Guerre en Ukraine en direct : les autorités ukrainiennes diffusent de nouveaux bilans de civils tués à Marioupol, à Boutcha et à Severonetsk

Vladimir Poutine : l’invasion de l’Ukraine était « inévitable », se déroule « calmement, en conformité avec le plan »

Vladimir Poutine a visité l’installation de lancement spatial de Vostochny, dans l’Extrême-Orient russe, avec le président biélorusse, Alexandre Loukachenko, le 12 avril 2022.
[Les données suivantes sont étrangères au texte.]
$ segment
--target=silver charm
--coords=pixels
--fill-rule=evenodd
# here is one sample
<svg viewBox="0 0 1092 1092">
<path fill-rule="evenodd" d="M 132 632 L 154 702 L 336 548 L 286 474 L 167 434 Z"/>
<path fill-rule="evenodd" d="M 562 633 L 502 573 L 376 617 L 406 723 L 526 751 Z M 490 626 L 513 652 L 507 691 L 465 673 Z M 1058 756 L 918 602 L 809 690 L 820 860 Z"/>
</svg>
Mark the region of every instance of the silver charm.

Pour la première fois depuis le début de la guerre en Ukraine, le 24 février, le président russe est apparu publiquement hors de Moscou. Il a visité l’installation de lancement spatial de Vostochny, dans l’Extrême-Orient russe, avec le président biélorusse, Alexandre Loukachenko.
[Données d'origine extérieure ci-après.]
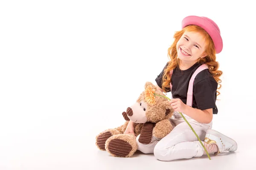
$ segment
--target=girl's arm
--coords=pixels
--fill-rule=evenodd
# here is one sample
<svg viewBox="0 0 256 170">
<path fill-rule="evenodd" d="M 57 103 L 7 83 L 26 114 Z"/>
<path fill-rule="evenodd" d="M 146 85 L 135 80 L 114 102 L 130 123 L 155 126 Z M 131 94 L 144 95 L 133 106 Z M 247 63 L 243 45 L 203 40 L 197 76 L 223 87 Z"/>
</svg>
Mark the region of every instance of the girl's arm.
<svg viewBox="0 0 256 170">
<path fill-rule="evenodd" d="M 203 123 L 209 123 L 212 120 L 212 108 L 201 110 L 186 105 L 183 113 L 193 119 Z"/>
<path fill-rule="evenodd" d="M 212 120 L 212 109 L 204 110 L 193 108 L 184 104 L 180 99 L 173 99 L 170 104 L 175 111 L 181 112 L 199 122 L 209 123 Z"/>
</svg>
Il s’est exprimé une première fois, lors d’une remise de récompenses dans la matinée, puis lors d’une conférence de presse. Voici ses principales déclarations, telles que rapportées par Associated Press, l’agence Reuters et l’agence d’Etat russe TASS.

Sur le déclenchement de la guerre. Le président russe a répété qu’il n’avait pas eu d’autre choix que de lancer cette « opération militaire », selon la terminologie officielle du Kremlin, pour se protéger, et que l’affrontement avec les forces ukrainiennes « antirusses » était inévitable.

Les objectifs sont absolument clairs et nobles. D’un côté, nous aidons et sauvons des gens au Donbass et, de l’autre, nous prenons simplement des mesures pour garantir la sécurité de la Russie elle-même. C’est clair que nous n’avions pas le choix. C’était la bonne décision.

Sur le déroulement de la guerre. Il a assuré que l’invasion se déroulait « de manière harmonieuse, calmement, en conformité avec le plan proposé dès le départ par l’état-major ». « Notre tâche est d’accomplir les objectifs fixés en minimisant les pertes », a-t-il ajouté. Il sous-entendu que si les forces russes n’allaient pas plus vite, c’était pour éviter de trop grandes pertes. Le Kremlin a récemment admis des « pertes importantes » de soldats, mais sans les quantifier. A la fin de mars, Moscou avait reconnu que 1 351 soldats étaient morts et 3 825 blessés, premiers chiffres depuis plus de trois semaines. Mais les sources occidentales estiment que les pertes côté russe pourraient être deux fois plus nombreuses, Kiev allant même jusqu’à douze mille.

Sur les négociations avec l’Ukraine. M. Poutine a accusé les Ukrainiens de s’être retirés des discussions lors de la dernière session de pourparlers directs, le 29 mars à Istanbul. Selon lui, le « manque de cohérence [ des Ukrainiens] sur les points fondamentaux » empêche un accord qui pourrait mettre un terme aux combats. Les Ukrainiens accusent les Russes d’utiliser les négociations pour gagner du temps et de ne pas respecter les couloirs humanitaires. La découverte d’atrocités dans des villes ukrainiennes libérées a définitivement placé les discussions au point mort. Poutine a ajouté qu’en dépit de la « tragédie actuelle », les Ukrainiens étaient toujours un « peuple frère », selon son expression.

Sur les sanctions économiques. Pour le président russe, « il est certainement impossible d’isoler qui que ce soit dans le monde d’aujourd’hui, en particulier un pays aussi immense que la Russie ». « Ils ne pourront pas fermer toutes les portes et les fenêtres », a-t-il assuré. La semaine dernière, les Etats-Unis ont annoncé de nouvelles mesures contre des banques russes qui viennent s’ajouter à une longue liste de sanctions et à un embargo d’hydrocarbures. L’Union européenne a commencé à discuter d’un sixième paquet cette semaine.

M. Poutine a ajouté : « Nous travaillerons avec ceux de nos partenaires qui veulent coopérer. » Il a invité les pays occidentaux à « revenir à la raison et à prendre des décisions mesurées pour ne pas perdre la face ». Il a conclu en promettant que les sanctions se retourneraient contre ceux qui les ont prises, et a notamment cité les restrictions sur l’importation d’engrais russe, qui fait déjà augmenter le prix des aliments.